Sözü edilen şirketle ilgili yapılan tepitler davacıya düzenlediği faturaların gerçek bir emtia teslimine veya hizmet ifasına dayanmadığının kabulünü gerektirdiğinden, dolayısıyla bu faturalara konu katma değer vergisi indirimlerinin reddinde hukuka aykırılık bulunmadığından Vergi Mahkemesi kararının tarhiyatın, söz konusu mükelleften alınan faturalardan kaynaklı kısmının kaldırılmasına ilişkin hüküm fıkrasının bozulması gerekmiştir.
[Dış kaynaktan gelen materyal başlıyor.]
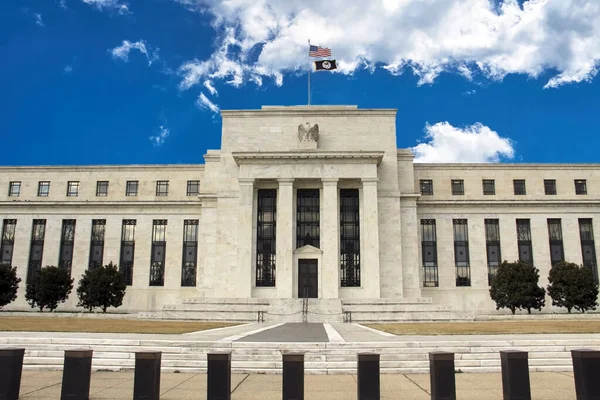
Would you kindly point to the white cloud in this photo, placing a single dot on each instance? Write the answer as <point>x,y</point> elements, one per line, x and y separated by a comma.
<point>123,50</point>
<point>204,102</point>
<point>469,37</point>
<point>472,144</point>
<point>160,137</point>
<point>209,85</point>
<point>111,5</point>
<point>38,19</point>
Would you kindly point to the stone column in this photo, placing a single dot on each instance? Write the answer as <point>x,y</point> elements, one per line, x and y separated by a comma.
<point>245,238</point>
<point>284,259</point>
<point>370,252</point>
<point>330,240</point>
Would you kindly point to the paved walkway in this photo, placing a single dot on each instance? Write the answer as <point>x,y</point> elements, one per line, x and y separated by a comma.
<point>119,385</point>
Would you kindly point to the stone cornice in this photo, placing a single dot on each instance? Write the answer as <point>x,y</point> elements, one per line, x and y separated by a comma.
<point>274,157</point>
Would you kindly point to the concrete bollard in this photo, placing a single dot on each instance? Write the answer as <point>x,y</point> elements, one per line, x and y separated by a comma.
<point>515,375</point>
<point>77,372</point>
<point>441,375</point>
<point>146,380</point>
<point>293,376</point>
<point>586,369</point>
<point>368,382</point>
<point>11,367</point>
<point>218,376</point>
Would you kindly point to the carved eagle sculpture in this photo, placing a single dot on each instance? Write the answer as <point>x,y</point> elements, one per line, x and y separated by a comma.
<point>308,133</point>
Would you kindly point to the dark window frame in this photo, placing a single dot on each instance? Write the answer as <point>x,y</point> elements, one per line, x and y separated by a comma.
<point>350,274</point>
<point>132,188</point>
<point>550,187</point>
<point>426,187</point>
<point>190,248</point>
<point>162,188</point>
<point>580,186</point>
<point>46,185</point>
<point>460,231</point>
<point>488,186</point>
<point>430,272</point>
<point>458,187</point>
<point>266,238</point>
<point>519,187</point>
<point>101,188</point>
<point>190,188</point>
<point>14,188</point>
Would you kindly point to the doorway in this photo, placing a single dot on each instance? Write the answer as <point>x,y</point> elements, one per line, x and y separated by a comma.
<point>308,278</point>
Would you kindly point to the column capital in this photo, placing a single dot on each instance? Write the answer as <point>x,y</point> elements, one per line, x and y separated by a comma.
<point>329,181</point>
<point>246,181</point>
<point>285,181</point>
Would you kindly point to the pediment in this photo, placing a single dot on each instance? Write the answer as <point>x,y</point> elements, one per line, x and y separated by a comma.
<point>308,249</point>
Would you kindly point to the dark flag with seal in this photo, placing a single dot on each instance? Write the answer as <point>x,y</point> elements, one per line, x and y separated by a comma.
<point>325,65</point>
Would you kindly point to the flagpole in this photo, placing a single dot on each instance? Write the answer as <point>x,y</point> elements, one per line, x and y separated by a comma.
<point>309,68</point>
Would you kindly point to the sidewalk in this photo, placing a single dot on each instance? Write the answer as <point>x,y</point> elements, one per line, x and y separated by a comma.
<point>46,385</point>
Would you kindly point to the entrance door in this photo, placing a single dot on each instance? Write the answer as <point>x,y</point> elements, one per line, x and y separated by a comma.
<point>307,278</point>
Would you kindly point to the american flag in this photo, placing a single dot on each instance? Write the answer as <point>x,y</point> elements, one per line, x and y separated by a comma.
<point>318,51</point>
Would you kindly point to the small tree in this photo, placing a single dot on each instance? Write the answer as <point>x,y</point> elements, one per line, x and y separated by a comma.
<point>101,287</point>
<point>9,284</point>
<point>516,287</point>
<point>48,287</point>
<point>572,286</point>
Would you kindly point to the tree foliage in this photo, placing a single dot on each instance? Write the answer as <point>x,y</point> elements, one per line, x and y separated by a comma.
<point>101,287</point>
<point>572,286</point>
<point>516,287</point>
<point>48,287</point>
<point>9,284</point>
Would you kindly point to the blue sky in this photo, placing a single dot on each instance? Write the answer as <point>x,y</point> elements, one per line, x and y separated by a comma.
<point>98,81</point>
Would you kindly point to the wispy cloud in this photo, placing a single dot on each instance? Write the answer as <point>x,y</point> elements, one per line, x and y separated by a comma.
<point>204,102</point>
<point>38,19</point>
<point>476,144</point>
<point>472,38</point>
<point>122,51</point>
<point>109,5</point>
<point>160,137</point>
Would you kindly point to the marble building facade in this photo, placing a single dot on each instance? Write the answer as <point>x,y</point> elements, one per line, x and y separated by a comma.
<point>300,201</point>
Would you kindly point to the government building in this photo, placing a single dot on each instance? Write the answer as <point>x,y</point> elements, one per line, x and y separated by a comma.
<point>300,202</point>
Öte yandan, davacının faturalarını kayıtlarına aldığı … Metal Demir Çelik Gemi İnşaat Malzemeleri Pazarlama Sanayi Ticaret Limited Şirketi adına, komisyon karşılığı sahte fatura ticaretinden elde ettiği hasılatını kayıt ve beyan dışı bırakması nedeniyle 2006 yılı için re’sen salınan bir kat vergi ziyaı cezalı kurumlar vergisini kaldıran … Vergi Mahkemesinin … tarihli ve E:…, K:… sayılı kararına karşı yapılan temyiz başvurusunun Danıştay Dördüncü Dairesinin 08/07/2010 tarih ve E:2008/9054, K:2010/4522 sayılı kararıyla, söz konusu karara yöneltilen karar düzeltme isteminin ise Danıştay Dördüncü Dairesinin 24/09/2012 tarih ve E:2010/9846, K:2012/4536 sayılı kararıyla reddedildiği, dolayısıyla anılan şirketin düzenlediği faturaların gerçek bir emtia teslimine dayandığı hususu kesinleşmiş bir mahkeme kararıyla sabit olduğundan, tarhiyatın adı geçen şirketten alınan faturalardan kaynaklanan kısmının kaldırılmasına ilişkin hüküm fıkrası sonucu itibarıyla hukuka uygun bulunmuştur.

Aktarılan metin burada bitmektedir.